A ce jour, 750 pluviomètres ont été installés dans la zone d’intervention du projet et des paysans-observateurs et des journalistes ont été formé sur le relevé et la diffusion de l’information météorologique. Les agriculteurs participent désormais activement aux relevés pluviomètriques et leur utilisation montre de bons résultats dans l’aide à la prise à la décision. De plus en plus d’agriculteurs viennent spontanément vers le paysan-observateur pour savoir si les apports en pluie sont suffisants aux plantations ou bien pour des conseils sur le choix des variétés adaptées à la tendance climatique de l’année. 18 radios locales ont été appuyées pour la diffusion d’informations sur l’adaptation au changement climatique et pour la diffusion des résultats d’analyse de ces groupes. C’est ainsi quelque 22 000 exploitants qui peuvent maintenant bénéficier d’informations pluviométriques et près de 4000 exploitants qui bénéficient de données agro météorologique fournies par les groupes d’assistance météorologique. 
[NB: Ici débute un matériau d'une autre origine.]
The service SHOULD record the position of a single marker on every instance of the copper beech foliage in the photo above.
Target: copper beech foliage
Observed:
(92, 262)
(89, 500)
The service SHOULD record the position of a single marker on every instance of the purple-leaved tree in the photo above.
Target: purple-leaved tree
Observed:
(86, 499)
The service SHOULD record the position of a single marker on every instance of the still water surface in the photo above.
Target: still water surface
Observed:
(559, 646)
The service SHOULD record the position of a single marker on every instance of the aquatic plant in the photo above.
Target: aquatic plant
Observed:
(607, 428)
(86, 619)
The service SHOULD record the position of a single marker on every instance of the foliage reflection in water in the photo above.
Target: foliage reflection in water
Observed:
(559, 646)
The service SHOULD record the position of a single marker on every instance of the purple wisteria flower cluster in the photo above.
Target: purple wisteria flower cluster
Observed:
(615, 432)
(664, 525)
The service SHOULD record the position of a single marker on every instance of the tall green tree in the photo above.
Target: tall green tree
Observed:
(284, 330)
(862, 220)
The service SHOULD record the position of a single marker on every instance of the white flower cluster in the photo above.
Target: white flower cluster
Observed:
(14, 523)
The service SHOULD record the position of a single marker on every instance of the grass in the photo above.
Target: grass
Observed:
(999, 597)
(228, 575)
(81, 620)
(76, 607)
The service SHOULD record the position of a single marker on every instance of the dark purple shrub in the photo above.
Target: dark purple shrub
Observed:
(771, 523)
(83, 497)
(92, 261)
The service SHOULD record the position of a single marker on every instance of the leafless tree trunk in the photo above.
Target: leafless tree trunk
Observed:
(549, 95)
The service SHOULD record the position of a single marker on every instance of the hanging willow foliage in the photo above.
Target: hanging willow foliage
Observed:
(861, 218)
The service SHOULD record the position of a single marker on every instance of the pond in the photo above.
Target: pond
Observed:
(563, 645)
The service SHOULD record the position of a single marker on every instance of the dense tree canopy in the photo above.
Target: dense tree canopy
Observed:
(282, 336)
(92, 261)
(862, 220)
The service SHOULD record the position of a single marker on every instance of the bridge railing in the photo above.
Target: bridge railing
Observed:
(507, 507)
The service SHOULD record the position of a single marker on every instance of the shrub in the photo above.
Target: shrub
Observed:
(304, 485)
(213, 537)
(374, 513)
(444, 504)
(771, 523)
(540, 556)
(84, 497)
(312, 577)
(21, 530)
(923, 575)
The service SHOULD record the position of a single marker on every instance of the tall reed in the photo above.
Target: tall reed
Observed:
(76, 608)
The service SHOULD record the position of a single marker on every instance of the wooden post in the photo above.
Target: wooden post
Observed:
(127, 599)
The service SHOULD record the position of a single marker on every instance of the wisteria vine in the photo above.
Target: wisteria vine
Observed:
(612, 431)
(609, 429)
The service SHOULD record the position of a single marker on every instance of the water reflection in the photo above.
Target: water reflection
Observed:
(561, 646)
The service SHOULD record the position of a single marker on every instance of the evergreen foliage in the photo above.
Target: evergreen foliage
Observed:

Produire et diffuser des données météorologiques ciblées pour mieux anticiper les effets du changement climatique

Fournir des informations crédibles et concrètes sur la météo et le climat à ces agriculteurs vulnérables a donc le potentiel d'atténuer les facteurs de risques qui menacent leurs moyens de subsistance, d'améliorer la sécurité alimentaire et leurs revenus. En fournissant des éléments sur la variation du climat et sur la pluviométrie, ces données peuvent aussi être utilisées pour l'élaboration d'approches et techniques agricoles novatrices, localement appropriées (semences améliorées, systèmes d’irrigation plus adaptés) afin de soutenir de nouveaux moyens de subsistance. Cependant, l’analyse et la diffusion de ces informations climatiques aux agriculteurs sont des processus complexes. Pour que l’information météo soit utile celle-ci doit identifier les informations les plus pertinentes pour des communautés bien ciblées. Se pose ensuite le défi de l’identification des moyens pour communiquer ces informations d'une manière appropriée à l’échelle locale. Enfin l’information météorologique ne peut être correctement utilisée que si des moyens sont mis en place pour évaluer et transmettre l’incertitude de ces mêmes informations. La prise en compte de ce degré d’incertitude permettra aux agriculteurs d’envisager plusieurs solutions en cas d’erreur de prévision. 


[1] Projet d’amélioration de la productivité agricole au Mali.
[2] Programme d’adaptation de l’agriculture paysanne.
[3] Déplacement de 200 km des isohyètes au Sud déjà constaté.
[4] Les premières pluies se déplacent progressivement de mai à aout voir même septembre pour certaines années.